I really do believe in recovery. A situation like this makes me wonder if there was a failure in the system along the way, something early on perhaps that did not help this person gain understanding and a sense of control over their life situation (answer=probably). Perhaps it’s the set up, the fact that by accepting a rent supplement, she is bound to the “support” aspect of supportive housing. This policy has always troubled me as it is so far from “recovery” based.

On the other hand, maybe this is what recovery looks like for her. She’s been able to live in a place she likes for all those years. She has hobbies and things she likes to do, however sporadically she does them. She tells me she never wants to return to work, and does not want anything drastically different in her life.

Or instead, that could mean we haven’t done a good enough job of instilling hope and conveying a sense of what is possible.
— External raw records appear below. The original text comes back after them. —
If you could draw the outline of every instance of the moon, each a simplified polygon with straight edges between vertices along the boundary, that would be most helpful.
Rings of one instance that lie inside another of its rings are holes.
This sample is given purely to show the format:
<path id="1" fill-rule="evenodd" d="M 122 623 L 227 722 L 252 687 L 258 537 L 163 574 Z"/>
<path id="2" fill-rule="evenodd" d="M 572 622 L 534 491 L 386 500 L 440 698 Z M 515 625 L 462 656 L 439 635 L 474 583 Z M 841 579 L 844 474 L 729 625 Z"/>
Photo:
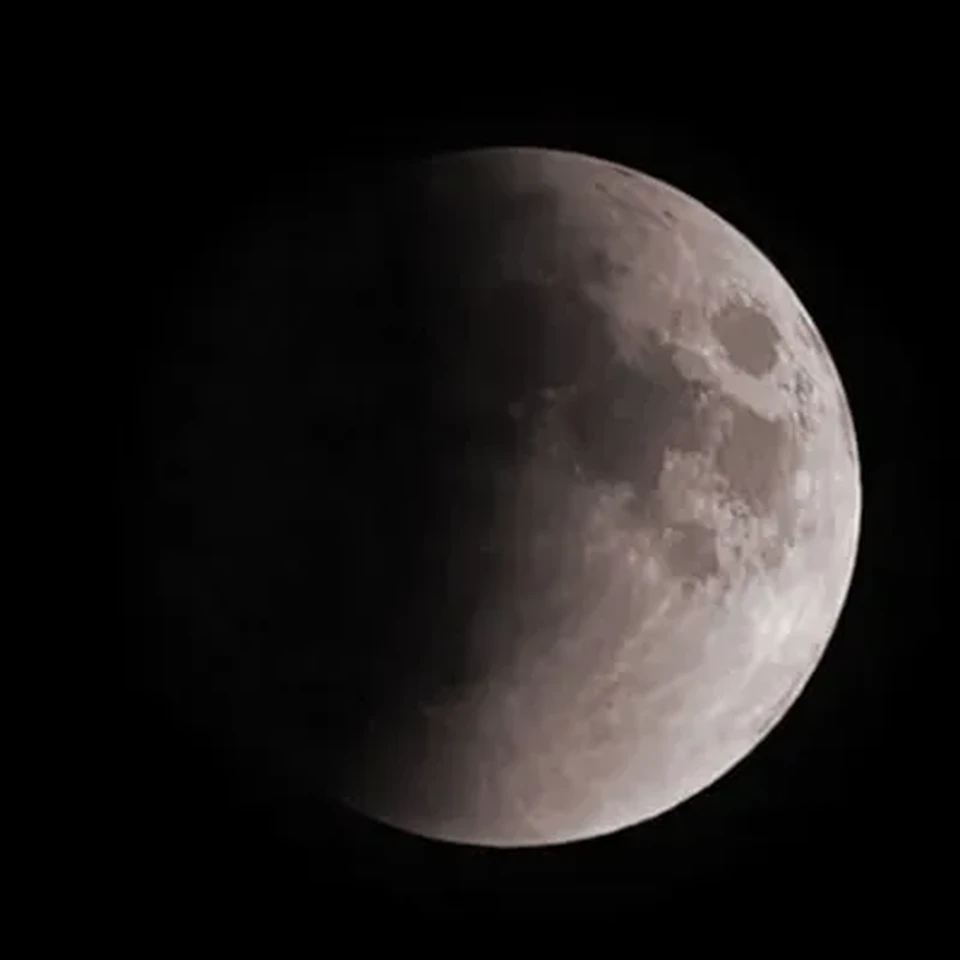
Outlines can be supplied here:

Perhaps her journey is just a painstakingly slow long one. Maybe 14 years has just not been enough to create a new sense of self and new way of living after (what I understand to be) many years of neglect, abuse, illness and loss.

Sometimes it is just too hard to know.

Tuesday, March 8, 2011

IWD 2011

Exactly one year ago I posted Happy International Women's Day with the comment that "our work is never done."  I like this phrase because it seems to speak to both the (often) intense expectations placed on individual women in their daily lives, as well as the larger social work of feminism, specifically ending sexism.

I love the rant below, and although I've been unable to determine it's original source, it can easily be found all over the internet.  Check out the links, I think they show some of the great work women are doing, and how much more we have to go.


Because women's work is never done and is underpaid or unpaid or boring or repetitious and we're the first to get fired and what we look like is more important than what we do and if we get raped it's our fault and if we get beaten we must have provoked it and if we raise our voices we're nagging bitches and if we enjoy sex we're nymphos and if we don't we're frigid and if we love women it's because we can't get a "real" man and if we ask our doctor too many questions we're neurotic and/or pushy and if we expect childcare we're selfish and if we stand up for our rights we're aggressive and "unfeminine" and if we don't we're typical weak females and if we want to get married we're out to trap a man and if we don't we're unnatural and because we still can't get an adequate safe contraceptive but men can walk on the moon and if we can't cope or don't want a pregnancy we're made to feel guilty about abortion and...for lots of other reasons we are part of the women's liberation movement.

Monday, March 7, 2011


Coworker speaking to a client on the phone: I don't know what that is, but I'll give that a Google.

Really people, maybe we're taking this whole "google" as a verb thing too far!

Friday, March 4, 2011


Just...lost...a whole...assessment...that took me...2!!!!


My Friday night bottle of wine can't come fast enough...

Wednesday, March 2, 2011

When Spell Check Doesn't Help

Note to self: when recording how a client copes with their symptoms of depression, there is a big difference between "medication" and "meditation."  While both could potentially be effective, be sure to pick the right one.


Tuesday, March 1, 2011

Celebrate the Small Stuff

It's really easy to get bogged down by negativity and frustration in this line of work.  Sometimes you just can't help but feel that recovery is impossibly slow, and "the system" is nothing but a big nasty mess serving only to keep people down.  It doesn't help when all over the news there are stories of families who lock their mother suffering with dementia in the garage, and Community Housing Corporations with big spending problems.

This is why it is so important to celebrate the successes.  Even the small stuff. 

Yesterday a client of mine officially received a Regional rent subsidy on her apartment (not from the troubled TCHC).  This is the first client I have even been working with that I have seen come to the top of the list!  She had been waiting for 14 years.  Despite all the paperwork (which this client in particular has zero patience for) she was very excited, as was I.